2) S3. Let someone else (specifically Amazon) handle the bullshit for you. You'll pay for bandwidth and storage, it'll likely take a week or two to upload (unless you've got someone with gigE who owes you a favor). Take some time and let whatever tool you use to upload populate the Content-MD5 field on upload. Assuming 200 Gigs it'll cost you $20 to upload and $30/month to store it, calculator here. You're safe unless your house burns down at the same time as Amazon crashes, in which case I suspect the nuclear war that caused it all will be your more pressing concern. Plus now your stuff is now on the top of a very, very steep bandwidth pipe and you can easily make those files available to anyone.

This is, roughly, what I do with a smaller amount of digital photos (~80Gigs). I
posted by Skorgu at 11:06 AM on July 2, 2008


I've been thinking about this last night and today. I haven't really had an epiphany or anything, but it seems odd that I can't find anyone else's solutions to this issue.

Taking a whole bunch of files, putting them in a tar archive, breaking that archive into fixed-size chunks (either the size of the DVD, or the size of the DVD less space for PAR files), and then burning the chunks ... that's not hard at all. dar does it with "slices" and tar does it with the multivolume and --tape-length options.

I really just don't like the idea of archiving-and-splitting at all; it just screams "bad idea!" to me, because it creates a failure mode where losing one disc could potentially mean losing the whole archive. I just can't get myself on board with that idea.

Really what you want is a shellscript that takes files you want to back up and 'packs' them into directories, attempting to optimize each directory so that it's as close to a predefined target (say, 4GB) as possible. Then you could tar and PAR each directory independently, and you wouldn't have the nasty disc-spanning issue—each archive would be totally independent. (Or you could use 'dar', as edd suggests, which can do PARing very easily using a single command.) That would accomplish pretty much everything you want to do, I think. Unfortunately I'm not sure off the top of my head how best to do it.

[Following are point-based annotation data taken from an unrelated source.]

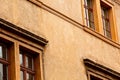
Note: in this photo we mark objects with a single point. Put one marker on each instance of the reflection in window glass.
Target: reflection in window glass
(3, 72)
(30, 77)
(21, 75)
(1, 51)
(29, 62)
(21, 59)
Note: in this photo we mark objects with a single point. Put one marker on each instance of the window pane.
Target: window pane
(30, 76)
(29, 62)
(94, 78)
(21, 75)
(3, 51)
(3, 72)
(21, 59)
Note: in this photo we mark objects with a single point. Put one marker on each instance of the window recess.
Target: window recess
(97, 71)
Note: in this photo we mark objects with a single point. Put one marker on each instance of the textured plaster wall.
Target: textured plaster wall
(68, 45)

It seems like this is a Perl script that might do it, but Perl is Greek to me. There's also a Windows utility for this exact purpose. Unfortunately, I can't find anything for Mac/Linux. (It's possible there's some trivial way to do this that I'm missing...?)

I guess if you're really unconcerned with the failure mode in which loss of a single disc might compromise the integrity of the entire archive, tar (or dar) away, add your PAR (which can be automatic if you use dar), and burn. The website for dar lists a bunch of sample scripts, some of which might be overkill but provide good examples.

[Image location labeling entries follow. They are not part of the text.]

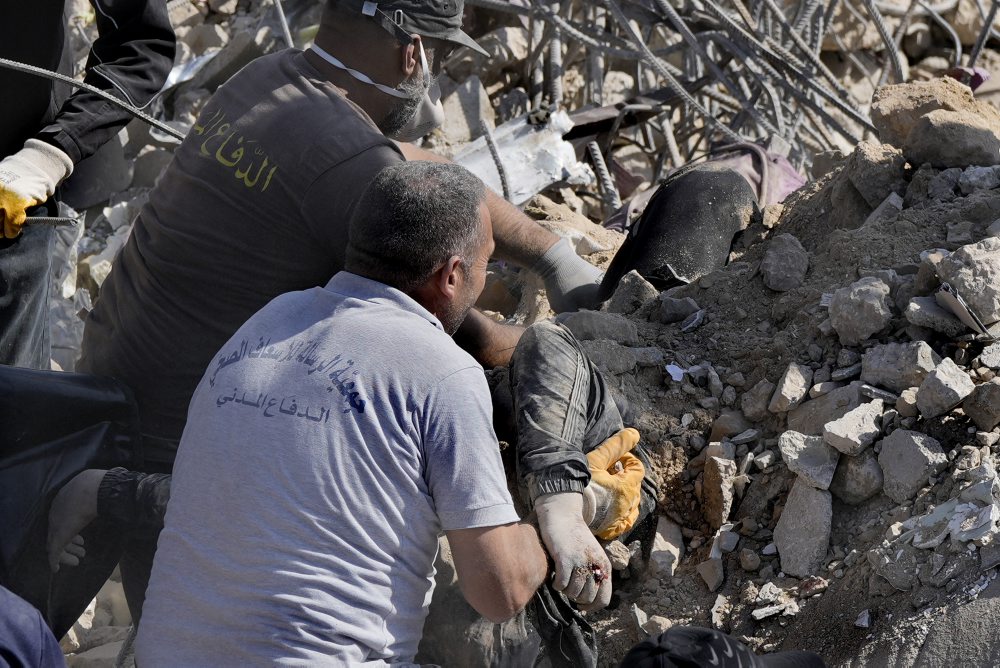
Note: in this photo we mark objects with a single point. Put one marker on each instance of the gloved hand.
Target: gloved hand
(583, 572)
(571, 283)
(611, 500)
(27, 178)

Anyway, you've piqued my interest, and I'll keep thinking about it, maybe ask around to some more knowledgeable folks and see if some really elegant method that I've missed pops up.

It's worth noting that the author of DAR is not unaware of the ugliness of disc-spanning archives. Unfortunately it's not going to get solved any time soon, and has to be that way for some valid implementation reasons, leading me to further believe that the Right Way is to break the files to be backed up into appropriately-sized chunks before archiving and parity is added, not after.
posted by Kadin2048 at 8:52 PM on July 2, 2008


Fun fact: tar files (almost) always work if you manually split them. Meaning, you can chop it up & start restoring stuff from the middle without going from the start.

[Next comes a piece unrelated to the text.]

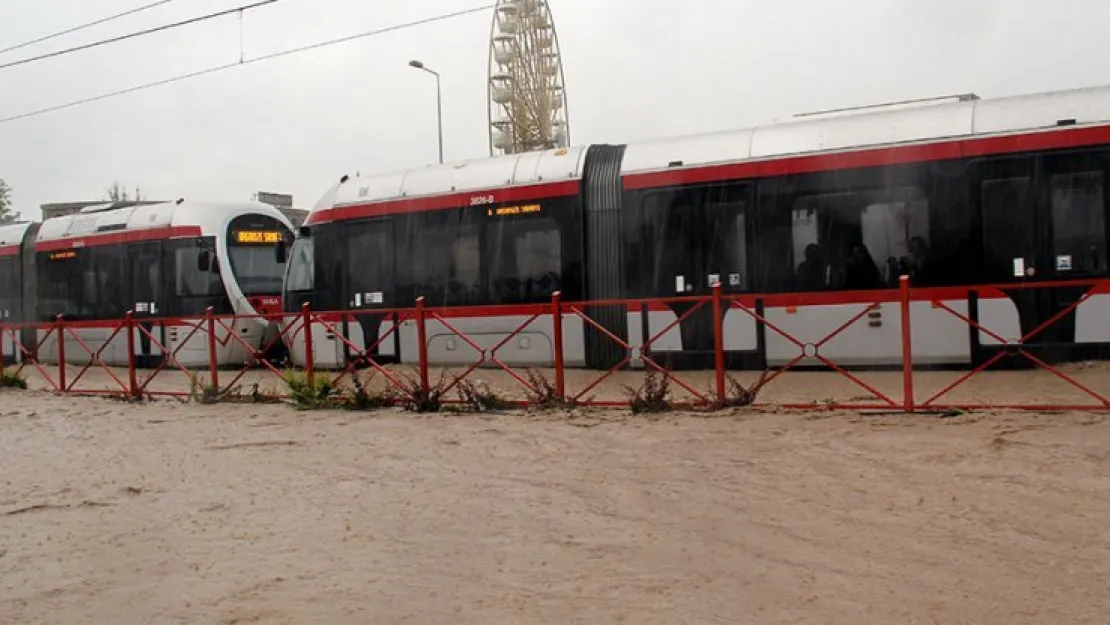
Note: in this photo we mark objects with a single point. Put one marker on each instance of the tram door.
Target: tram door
(1043, 220)
(145, 263)
(699, 239)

Huh. I haven't actually written about this before, so this description might be a bit choppy: I made an alphabetical list of files, kicked off a tar from that list, fed into a perl script that would split it into 700 meg files, pausing in between. Take six of those CD-sized files, put them in a directory, & create some checksums for that directory - md5 (error-detection) & par2 (error-detection).

After burning a DVD & verifying the checksums, you could remove the data but not the checksums - instead, later, treat the checksums as the data & make stage 2 checksums & DVDs for them.

Separately, the same perl script could read the chopped tar files & feed them into a tar test, letting you create a list of which files went into which tar files. Copying these catalogues over the DVDs is also good.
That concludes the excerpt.